Если мясо ископаемых мамонтов с удовольствием лопают собаки, то… техника может больше. Но все равно: столь категоричное отделение от мира, породившего вас, бросок в неизвестную среду – безумная, самоубийственная авантюра, как хотите! Какой смысл?..
– Научный смысл моего предприятия: проверка гипотезы о возникновении нового человечества. Самая суть: орбита Земли не круговая, а эллиптическая. Солнце в одном из фокусов ее, когда планета ближе к нему, тепла на нее попадает больше, когда дальше – меньше. Из-за наклона оси эта добавка тепла распределяется между Северным и Южным полушариями неравномерно, сейчас, например, больше перепадает Северному. Но ось Земли процессирует, описывает конус – как у игрушечной юлы, только гораздо медленнее: один круг за двадцать шесть тысяч лет. Понимаете теперь, почему счет на тысячелетия? В ходе их меняется положение Земли под Солнцем. Сорок тысяч лет назад больше согревалось Южное полушарие, а у нас, на севере, ползли льды…
– А! – сказал инженер. – Оледенение как причина эволюции обезьян?
– Да. Резкое похолодание, оскудение растительной пищи – и обезьяны посмышленей стали орудовать камнями и палками, познали труд, полюбили огонь.
Так возникли племена питекантропов. Дальше дело пошло… Весьма вероятно, что так случалось не однажды – не только сорок тысячелетий назад, но и шестьдесят шесть, и… прибавляйте по двадцать шесть, сами сочтете. То, что в самых древних пластах находят останки людей и их предметов, а в древних знаниях намеки на новейшие достижения науки и техники, – признаки того, что процесс повторяется, возвращается на круги своя.
– Любопытно. Это ваша гипотеза?
– Нет. Одного русского, которому тоже не очень везло в жизни, – Николая Морозова-Шлиссельбуржца.
– Родом из Шлиссельбурга?
– Опять не угадали, Иоганн: эта приставка к фамилии означает, что он провел в Шлиссельбургской каторжной тюрьме ни мало ни много – двадцать лет.
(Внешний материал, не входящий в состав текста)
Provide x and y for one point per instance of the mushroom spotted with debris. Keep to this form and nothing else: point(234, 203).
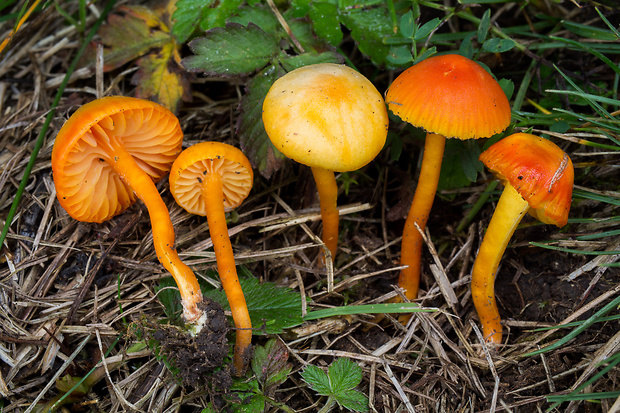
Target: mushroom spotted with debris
point(109, 153)
point(538, 178)
point(330, 118)
point(209, 179)
point(448, 96)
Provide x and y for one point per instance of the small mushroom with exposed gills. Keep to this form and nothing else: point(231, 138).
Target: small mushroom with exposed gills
point(111, 152)
point(209, 179)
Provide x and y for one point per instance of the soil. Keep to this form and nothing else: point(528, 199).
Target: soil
point(199, 360)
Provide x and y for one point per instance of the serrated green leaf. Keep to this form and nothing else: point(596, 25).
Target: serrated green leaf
point(317, 380)
point(217, 15)
point(272, 308)
point(259, 15)
point(186, 17)
point(234, 50)
point(294, 62)
point(344, 375)
point(496, 45)
point(369, 28)
point(270, 363)
point(400, 55)
point(325, 22)
point(423, 31)
point(299, 8)
point(353, 400)
point(254, 140)
point(483, 27)
point(508, 87)
point(302, 30)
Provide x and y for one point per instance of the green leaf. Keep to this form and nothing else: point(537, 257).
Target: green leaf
point(508, 87)
point(400, 55)
point(589, 32)
point(231, 51)
point(294, 62)
point(467, 48)
point(483, 27)
point(427, 53)
point(325, 22)
point(369, 28)
point(426, 29)
point(272, 308)
point(339, 384)
point(168, 294)
point(302, 30)
point(496, 45)
point(270, 363)
point(407, 24)
point(254, 140)
point(317, 379)
point(186, 17)
point(344, 375)
point(216, 16)
point(259, 15)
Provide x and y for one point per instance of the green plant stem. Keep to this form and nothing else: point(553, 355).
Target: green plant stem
point(466, 15)
point(39, 143)
point(329, 405)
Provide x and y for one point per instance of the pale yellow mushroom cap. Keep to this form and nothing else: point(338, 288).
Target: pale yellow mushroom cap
point(327, 116)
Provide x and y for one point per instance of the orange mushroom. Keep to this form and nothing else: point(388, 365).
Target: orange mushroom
point(330, 118)
point(209, 179)
point(448, 96)
point(110, 152)
point(537, 178)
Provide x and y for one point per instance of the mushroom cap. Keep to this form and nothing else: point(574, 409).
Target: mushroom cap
point(540, 172)
point(190, 168)
point(450, 95)
point(87, 186)
point(327, 116)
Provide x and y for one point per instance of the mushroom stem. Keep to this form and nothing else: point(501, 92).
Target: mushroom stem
point(411, 248)
point(163, 232)
point(212, 191)
point(328, 196)
point(508, 213)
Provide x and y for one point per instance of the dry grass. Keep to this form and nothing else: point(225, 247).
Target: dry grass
point(63, 283)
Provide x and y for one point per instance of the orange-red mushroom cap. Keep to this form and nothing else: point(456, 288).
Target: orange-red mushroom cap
point(539, 170)
point(327, 116)
point(450, 95)
point(195, 162)
point(87, 186)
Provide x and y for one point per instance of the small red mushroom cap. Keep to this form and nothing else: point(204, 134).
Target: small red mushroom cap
point(539, 170)
point(450, 95)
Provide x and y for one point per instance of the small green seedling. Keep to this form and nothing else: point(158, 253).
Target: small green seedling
point(338, 384)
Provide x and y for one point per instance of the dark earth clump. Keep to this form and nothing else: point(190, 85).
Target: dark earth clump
point(200, 359)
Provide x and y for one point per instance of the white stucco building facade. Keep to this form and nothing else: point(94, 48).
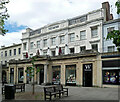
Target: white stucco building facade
point(108, 45)
point(67, 36)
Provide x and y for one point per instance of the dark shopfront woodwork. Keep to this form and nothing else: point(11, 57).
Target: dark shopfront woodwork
point(12, 75)
point(41, 76)
point(111, 72)
point(71, 75)
point(87, 75)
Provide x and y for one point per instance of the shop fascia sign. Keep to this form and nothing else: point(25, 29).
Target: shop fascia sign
point(88, 67)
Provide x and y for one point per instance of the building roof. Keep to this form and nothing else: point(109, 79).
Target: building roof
point(14, 45)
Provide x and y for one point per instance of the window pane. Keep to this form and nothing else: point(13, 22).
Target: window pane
point(82, 35)
point(110, 29)
point(94, 31)
point(45, 43)
point(24, 45)
point(72, 37)
point(95, 47)
point(10, 52)
point(53, 41)
point(38, 44)
point(62, 39)
point(14, 51)
point(19, 50)
point(71, 50)
point(82, 48)
point(111, 48)
point(31, 45)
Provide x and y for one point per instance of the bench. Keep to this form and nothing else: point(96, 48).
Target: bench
point(62, 90)
point(17, 86)
point(54, 90)
point(3, 90)
point(20, 86)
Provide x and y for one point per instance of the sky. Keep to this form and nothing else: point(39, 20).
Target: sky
point(38, 13)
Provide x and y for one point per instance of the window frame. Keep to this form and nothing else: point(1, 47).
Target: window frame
point(83, 36)
point(94, 30)
point(72, 37)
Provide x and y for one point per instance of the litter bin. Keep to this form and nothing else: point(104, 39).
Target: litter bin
point(9, 91)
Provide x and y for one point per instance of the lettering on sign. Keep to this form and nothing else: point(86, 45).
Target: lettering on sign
point(87, 67)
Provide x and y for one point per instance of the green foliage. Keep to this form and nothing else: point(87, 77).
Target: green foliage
point(3, 16)
point(115, 35)
point(117, 4)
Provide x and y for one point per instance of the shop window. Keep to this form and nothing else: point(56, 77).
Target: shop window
point(71, 75)
point(71, 50)
point(62, 39)
point(44, 52)
point(5, 53)
point(31, 45)
point(82, 35)
point(10, 52)
point(111, 48)
point(53, 53)
point(53, 41)
point(38, 44)
point(95, 47)
point(71, 37)
point(94, 31)
point(45, 42)
point(56, 74)
point(14, 51)
point(111, 77)
point(82, 49)
point(20, 75)
point(63, 50)
point(19, 51)
point(25, 46)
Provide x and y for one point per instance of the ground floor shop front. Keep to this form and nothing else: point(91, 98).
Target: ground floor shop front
point(81, 70)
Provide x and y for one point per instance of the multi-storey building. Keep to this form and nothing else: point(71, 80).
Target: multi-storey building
point(6, 54)
point(78, 36)
point(68, 36)
point(108, 26)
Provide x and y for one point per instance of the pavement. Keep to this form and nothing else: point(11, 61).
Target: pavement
point(84, 93)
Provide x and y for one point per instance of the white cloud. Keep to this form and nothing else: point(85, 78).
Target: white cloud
point(37, 13)
point(9, 38)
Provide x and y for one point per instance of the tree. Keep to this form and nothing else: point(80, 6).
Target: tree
point(115, 34)
point(3, 16)
point(32, 71)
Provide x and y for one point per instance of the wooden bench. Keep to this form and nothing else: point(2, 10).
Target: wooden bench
point(62, 90)
point(54, 90)
point(50, 91)
point(3, 90)
point(17, 86)
point(20, 86)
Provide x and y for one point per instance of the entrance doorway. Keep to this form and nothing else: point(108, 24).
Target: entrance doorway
point(12, 75)
point(4, 77)
point(87, 75)
point(41, 76)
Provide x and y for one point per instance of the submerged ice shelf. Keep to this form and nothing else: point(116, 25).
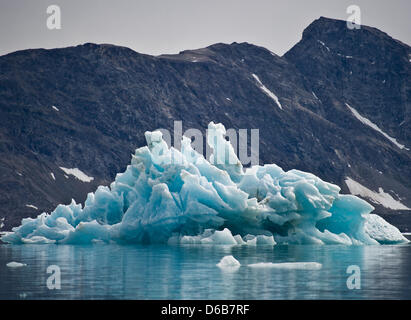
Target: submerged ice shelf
point(171, 196)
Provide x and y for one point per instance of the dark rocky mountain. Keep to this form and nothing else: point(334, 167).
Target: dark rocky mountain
point(105, 97)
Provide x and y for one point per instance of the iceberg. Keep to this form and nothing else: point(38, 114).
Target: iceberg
point(167, 195)
point(229, 262)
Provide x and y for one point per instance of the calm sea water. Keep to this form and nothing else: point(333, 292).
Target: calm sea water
point(190, 272)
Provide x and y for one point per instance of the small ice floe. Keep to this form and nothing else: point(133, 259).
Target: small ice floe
point(229, 262)
point(288, 265)
point(78, 174)
point(15, 264)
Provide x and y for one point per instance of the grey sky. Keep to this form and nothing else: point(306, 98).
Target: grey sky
point(164, 26)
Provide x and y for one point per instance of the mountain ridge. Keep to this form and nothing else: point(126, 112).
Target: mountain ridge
point(107, 96)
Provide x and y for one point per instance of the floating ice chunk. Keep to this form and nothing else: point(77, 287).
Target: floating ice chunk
point(380, 230)
point(14, 264)
point(228, 262)
point(379, 197)
point(267, 92)
point(288, 265)
point(37, 240)
point(77, 173)
point(167, 195)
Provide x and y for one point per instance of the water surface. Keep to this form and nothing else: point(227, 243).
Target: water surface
point(189, 272)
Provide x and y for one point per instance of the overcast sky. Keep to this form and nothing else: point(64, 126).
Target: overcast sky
point(166, 26)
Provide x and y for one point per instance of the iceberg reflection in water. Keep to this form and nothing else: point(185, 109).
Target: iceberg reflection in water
point(190, 272)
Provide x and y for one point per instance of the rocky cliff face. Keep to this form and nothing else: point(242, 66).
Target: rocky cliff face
point(88, 107)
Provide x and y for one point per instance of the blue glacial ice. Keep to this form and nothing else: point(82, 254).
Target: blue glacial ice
point(171, 196)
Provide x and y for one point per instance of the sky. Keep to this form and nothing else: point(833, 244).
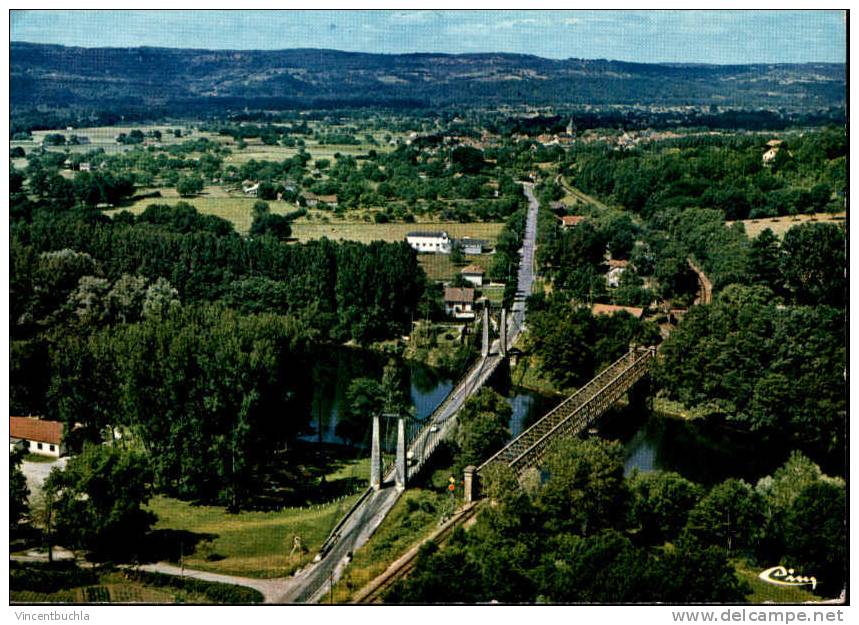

И чтобы скоротать время, напридумывал там немало интересных гипотез. Эта возникла у него в самом конце прошлого века. По нынешним временам она выглядит несколько наивно, но верна ее суть – идея, которую я распространяю на все времена: человечество породил некий глобальный, космический процесс. Наша цивилизация объективно – проявление его. Но поэтому же в развитии мира заключена и его гибель.
Совсем стемнело.
Лицо Берна освещала снизу шкала приемника. В нем ритмично поскуливал джаз.
Голос профессора звучал с пророческой торжественностью:
– Возникают, развиваются, достигают кульминации существа и коллективы, которые в силу ограниченности придают исключительное значение себе, своему месту и времени. Потом происходит нечто и они сникают. За материальные останки былого «разумного» величия принимаются вода и ветер, мороз и коррозия, пыль, сейсмика земной коры. Потом – новое оледенение. Толща льдов, как губка, стирает с лица материков следы энного человечества, энной цивилизации – и очищает место для эн плюс первой. Морали в этой басне нет…
– Он помолчал. – Следующее похолодание начнется через двенадцать-тринадцать тысячелетий. Южные области, как и прежде, оптимальны для развития обезьянолюдей. Пять тысяч лет форы на возможный прогресс.
– Но… ведь здесь безжизненная пустыня.
– Сейчас – пустыня. И Сахара сейчас пустыня, и Каракумы, и Аравия. А буйная растительность и животный мир, что были в них, залегли пластами угля и нефти. Не упускайте из виду счет на десятки тысячелетий, Иоганн: за это время смешаются созвездия, одни звезды потускнеют, другие разгорятся ярче – изменится картина «вечного» неба. Что уж говорить об изменениях климата!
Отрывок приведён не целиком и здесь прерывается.